Electronic Music at the Movies
by Philip Sherburne | May 6, 2013
Given how profoundly M83's Anthony Gonzalez has been inspired by film scores, it seems entirely fitting that he should now get his own chance to write for the silver screen. The soundtrack to Oblivion, the new Tom Cruise sci-fi flick, was composed by Gonzalez working alongside Joseph Trapanese, who also worked with Daft Punk on 2010's Tron reboot. Fans of M83's more overtly electronic music may be disappointed; for a film about the future, its soundtrack largely sticks to the swelling strings so favored by big-budget pictures.
Still, it got us thinking about great electronic-music scores and soundtracks. There aren't nearly as many as you'd think there ought to be, given that Louis and Bebe Barron recorded an all-electronic soundtrack to Forbidden Planet way back in 1956. Still, electronic producers have played a key role in classic film scores, from Giorgio Moroder's Midnight Express to Air's The Virgin Suicides. More recently, Basement Jaxx and Trent Reznor have been establishing parallel careers as film composers, while the soundtrack superstar Cliff Martinez has been making his own work sound more and more like ambient techno.

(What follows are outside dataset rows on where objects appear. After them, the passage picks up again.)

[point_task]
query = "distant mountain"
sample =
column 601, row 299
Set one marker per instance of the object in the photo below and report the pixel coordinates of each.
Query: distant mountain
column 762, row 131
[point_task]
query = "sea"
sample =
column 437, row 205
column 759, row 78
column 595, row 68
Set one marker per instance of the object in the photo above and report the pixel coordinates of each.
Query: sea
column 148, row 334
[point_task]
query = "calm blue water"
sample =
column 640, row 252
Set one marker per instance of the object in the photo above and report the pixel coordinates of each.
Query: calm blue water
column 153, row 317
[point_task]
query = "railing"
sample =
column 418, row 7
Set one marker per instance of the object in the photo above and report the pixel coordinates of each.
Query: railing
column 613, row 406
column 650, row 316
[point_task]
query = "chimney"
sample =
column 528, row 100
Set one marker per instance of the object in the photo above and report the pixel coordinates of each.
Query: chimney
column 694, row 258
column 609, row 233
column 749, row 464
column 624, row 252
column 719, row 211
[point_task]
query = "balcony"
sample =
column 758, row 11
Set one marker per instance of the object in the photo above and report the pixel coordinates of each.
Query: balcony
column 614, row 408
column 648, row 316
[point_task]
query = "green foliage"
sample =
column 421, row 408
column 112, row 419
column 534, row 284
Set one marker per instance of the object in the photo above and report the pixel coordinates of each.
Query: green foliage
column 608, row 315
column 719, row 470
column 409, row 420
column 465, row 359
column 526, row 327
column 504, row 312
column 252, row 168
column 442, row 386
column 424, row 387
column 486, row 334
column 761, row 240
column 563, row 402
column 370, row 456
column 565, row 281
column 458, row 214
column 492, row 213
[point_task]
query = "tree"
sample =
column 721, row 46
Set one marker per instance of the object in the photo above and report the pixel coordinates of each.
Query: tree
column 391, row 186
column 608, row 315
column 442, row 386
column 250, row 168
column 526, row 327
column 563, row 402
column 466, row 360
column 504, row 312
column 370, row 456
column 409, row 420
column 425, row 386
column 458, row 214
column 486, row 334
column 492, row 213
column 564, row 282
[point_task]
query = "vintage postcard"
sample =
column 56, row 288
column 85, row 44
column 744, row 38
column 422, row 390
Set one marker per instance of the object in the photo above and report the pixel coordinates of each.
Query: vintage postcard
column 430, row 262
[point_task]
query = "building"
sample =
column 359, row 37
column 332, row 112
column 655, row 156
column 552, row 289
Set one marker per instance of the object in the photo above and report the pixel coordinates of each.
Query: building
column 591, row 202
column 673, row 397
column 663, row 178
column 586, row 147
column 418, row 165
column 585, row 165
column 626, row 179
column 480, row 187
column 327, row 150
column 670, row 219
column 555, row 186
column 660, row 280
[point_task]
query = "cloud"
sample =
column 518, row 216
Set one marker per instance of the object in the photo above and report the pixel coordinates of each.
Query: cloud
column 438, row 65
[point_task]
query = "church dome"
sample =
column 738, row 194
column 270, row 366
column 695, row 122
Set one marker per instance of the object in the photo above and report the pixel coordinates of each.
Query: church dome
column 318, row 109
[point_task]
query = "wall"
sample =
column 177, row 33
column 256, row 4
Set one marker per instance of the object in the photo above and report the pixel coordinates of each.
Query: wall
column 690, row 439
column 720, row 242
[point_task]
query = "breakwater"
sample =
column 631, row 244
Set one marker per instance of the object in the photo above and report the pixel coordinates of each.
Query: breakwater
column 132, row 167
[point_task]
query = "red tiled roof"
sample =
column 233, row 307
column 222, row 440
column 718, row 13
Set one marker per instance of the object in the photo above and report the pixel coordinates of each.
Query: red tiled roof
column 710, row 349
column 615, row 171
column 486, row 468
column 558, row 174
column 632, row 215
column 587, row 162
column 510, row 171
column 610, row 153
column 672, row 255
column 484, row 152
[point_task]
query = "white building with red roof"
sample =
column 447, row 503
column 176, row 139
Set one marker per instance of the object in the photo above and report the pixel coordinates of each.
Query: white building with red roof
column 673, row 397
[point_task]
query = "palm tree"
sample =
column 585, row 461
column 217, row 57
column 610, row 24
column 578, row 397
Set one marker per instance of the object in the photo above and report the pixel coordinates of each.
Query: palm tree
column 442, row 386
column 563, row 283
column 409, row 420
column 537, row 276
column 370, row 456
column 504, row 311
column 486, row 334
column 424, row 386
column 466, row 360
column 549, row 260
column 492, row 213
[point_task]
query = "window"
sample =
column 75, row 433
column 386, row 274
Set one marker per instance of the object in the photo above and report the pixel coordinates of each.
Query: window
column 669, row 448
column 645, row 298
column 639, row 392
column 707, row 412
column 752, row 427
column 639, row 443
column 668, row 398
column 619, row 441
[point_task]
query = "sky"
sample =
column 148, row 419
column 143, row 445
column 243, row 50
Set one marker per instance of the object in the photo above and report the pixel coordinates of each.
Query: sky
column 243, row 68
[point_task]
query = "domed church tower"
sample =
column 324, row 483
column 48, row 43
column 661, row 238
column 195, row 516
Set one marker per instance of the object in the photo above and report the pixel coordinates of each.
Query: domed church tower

As always, the line delineating "electronic" music is blurry. We've left out scads of Hollywood scores that rely on computers to recreate more traditional, orchestral sounds, but we've included hybrid works like Simon Fisher Turner's gorgeous I'll Sleep When I'm Dead, which fleshes out jazzy acoustic jams with tape loops and ambient artifice. And of course, we've kept Vangelis' Blade Runner and Chariots of Fire in the mix, no matter how schlocky they can be.